Tech company uses AI to feel the mood of the music
It took just a touch of AI to help find the right music for a film, game, TV show, or video – a far cry from the days when audio producers would have to sift through hundreds of thousands of sings to find the right one.
A tech company called AIMS cam up with a way for AI to use pattern detection capabilities that could pave the way for new music exploration.
AIMS didn't rely on tags or metadata to figure out if one type of music was similar (or not) to another type – instead, developers incorporated mood, vibe, and past track usage. According to the
AIMS team, that approach created a more subjective process that helps to create a 'nuanced' and creative curation process.
"Production music has increased in quality in recent years to match and often surpass commercially released tracks," explains music professional Martin Nedvěd.
"Now, the biggest problem for music-for-picture professionals is how to find the right track in an endless supply of music when time is always of the essence. We think we have a solution.
Nedvěd has seen the best and worst of music track selection – in the past he ran a music production sub-publisher, and has been running a music production catalog for almost 10 years.
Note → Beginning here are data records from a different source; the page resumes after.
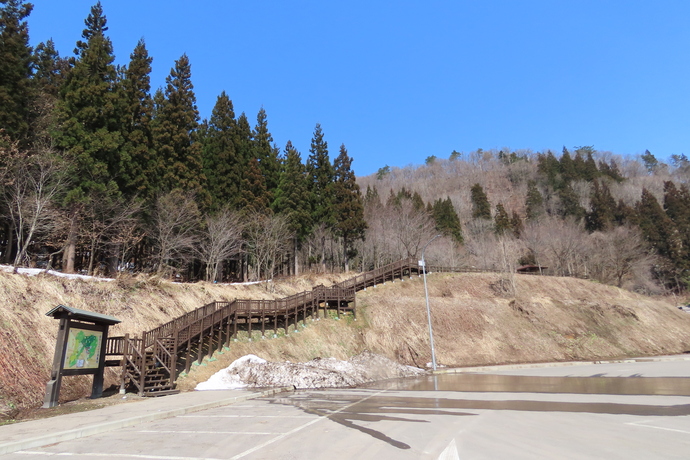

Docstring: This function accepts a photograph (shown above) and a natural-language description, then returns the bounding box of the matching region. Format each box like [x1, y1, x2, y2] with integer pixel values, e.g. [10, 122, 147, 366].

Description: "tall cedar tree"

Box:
[494, 203, 512, 235]
[0, 0, 33, 144]
[664, 181, 690, 264]
[585, 180, 616, 232]
[203, 91, 244, 210]
[119, 40, 155, 200]
[30, 40, 70, 145]
[510, 211, 525, 238]
[558, 183, 585, 220]
[470, 184, 491, 220]
[525, 180, 544, 221]
[559, 147, 577, 185]
[233, 112, 252, 209]
[271, 141, 312, 241]
[154, 54, 210, 206]
[635, 188, 686, 266]
[431, 197, 463, 244]
[54, 2, 122, 273]
[306, 123, 335, 228]
[55, 2, 122, 200]
[239, 158, 271, 215]
[333, 144, 367, 272]
[537, 150, 561, 188]
[252, 107, 280, 195]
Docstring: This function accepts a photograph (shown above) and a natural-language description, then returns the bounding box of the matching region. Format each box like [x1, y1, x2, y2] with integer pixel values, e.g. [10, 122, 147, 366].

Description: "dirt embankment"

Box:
[0, 273, 690, 418]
He says he understands the challenges rights holders and music teams face, how the pace of production has skyrocketed while budgets shrink. Music supervisors and library owners need to do a lot more with less, and this "more" often involves digging up the right music fast from catalogs with millions of tracks.
That's why he's so pleased about AIMS' work - the API doesn't simply suggest something similar based on simple audio characteristics like beats per minute. It hones in on the mood, that certain feel that makes a track work in a particular moment or scene.
"As we were evaluating the results, we were asking if a client sent us this as a reference track, would we send this result back in a playlist?" says Nedvěd.
"It doesn't have to be similar in the typical meaning of sounding alike. The right track can be a different genre or tempo, but it has to have the feeling, the use, the vibe.
He says that while AIMS originally built the AI for its own use, it has expanded its service to others in music production.
"We're not looking just at surface similarities; we're looking for what makes music work for the industries we serve," concludes Nedvěd.